Chereads / BURONAN / Chapter 4 - Chap 1: Pagiku Gerahku

Chapter 4 - Chap 1: Pagiku Gerahku

METHANOM XU

[Dua bulan sebelum ditemukannya surat-surat.]

Pamanku berkata, "Isi sekolah itu hanya orang-orang idiot."

Aku tahu tujuannya berkata begitu demi mengurungkan niatku memasuki sekolah yang tengah kududuki.

Senin ini, mungkin menjadi ratusan kalinya aku ditampar kalimat Pamanku tersebut. Yang berarti, tidak ada yang bisa kulakukan selain pasrah menerima resiko terpenjara keidiotan sekolah ini.

"Mamat Koreng beli baju murah!"

"Cakep!"

"Matanye cantik amat, sih, Neng, buset dah!"

"Idih! Ngeri, Bos!"

"Pepet teros!"

Serupa deretan piala emas yang berbaris angkuh di rak-rak sekitar kami. Lorong gerah lantai dasar ini dipenuhi kerumunan cowok senior yang mengeluarkan tawa knalpot dan ogah kutatap balik.

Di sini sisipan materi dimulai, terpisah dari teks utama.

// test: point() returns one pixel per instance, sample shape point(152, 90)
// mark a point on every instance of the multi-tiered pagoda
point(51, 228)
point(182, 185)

Cuaca pertengahan April ini begitu menyengat. Langit biru. Lantai biru. Akuarium raksasa yang terpajang di samping rak-rak piagam pun sejernih campuran Blau.

Tarian ikan mas gembul di antara bunga-bunga dan gelembung aerator itu terasa meledekku.

Sungguh kehangatan yang membuatku antusias menempelkan kepala seseorang ke tiang-tiang besi terbakar.

"Eh, Metanol, lo nggak bosen apa bikin kite bolak-balik auditorium?"

Astaga! Padahal bukan aku sendiri yang ... eh! Kenapa aku terpancing bagian itu? Berani-beraninya menyebutku—

"Awu, nih, mana lo nggak pernah kelihatan keringet. Alias, tetep cakep aje, sih!"

"Eaaa!"

Belum pernah aku memutar bola mata seganas lecutan panah Katnis Everdeen!

Sial, masih pagi, kenapa geng itu tiba-tiba bertingkah?

Di hari-hari biasa, bahkan tak ada seorang pun yang berani menatapku. Lantaran hanya butuh satu lirikanku, setiap makhluk langsung menyesali keputusan hidup di planet yang sama denganku.

Tak terkecuali Geng Amoeba, perkumpulan nongkrong paling sok kaya dan tidak jelas seantero SMA Jakarta.

Sesampainya aku di taman belakang dengan terik mematikan, gedung-gedung korporat Ibu Kota berdiri menantang langit tanpa awan. Para siswa yang sudah mendarat di sini terlihat membeludak.

Dari jauh, kudapati geng cewek gaul yang terlihat lucu berebut berteduh pada satu-satunya pendopo sempit.

Bangku-bangku taman dikuasai sirkel populer lain yang menggenggam kipas elektrik ke leher dengan alis mengkerut. Menandakan prinsip mereka yang tetap ingin mendapat spotlight, meski terpaksa terbakar mentari.

Sisanya, masih mengenakan masker sambil dikibas-kibaskan.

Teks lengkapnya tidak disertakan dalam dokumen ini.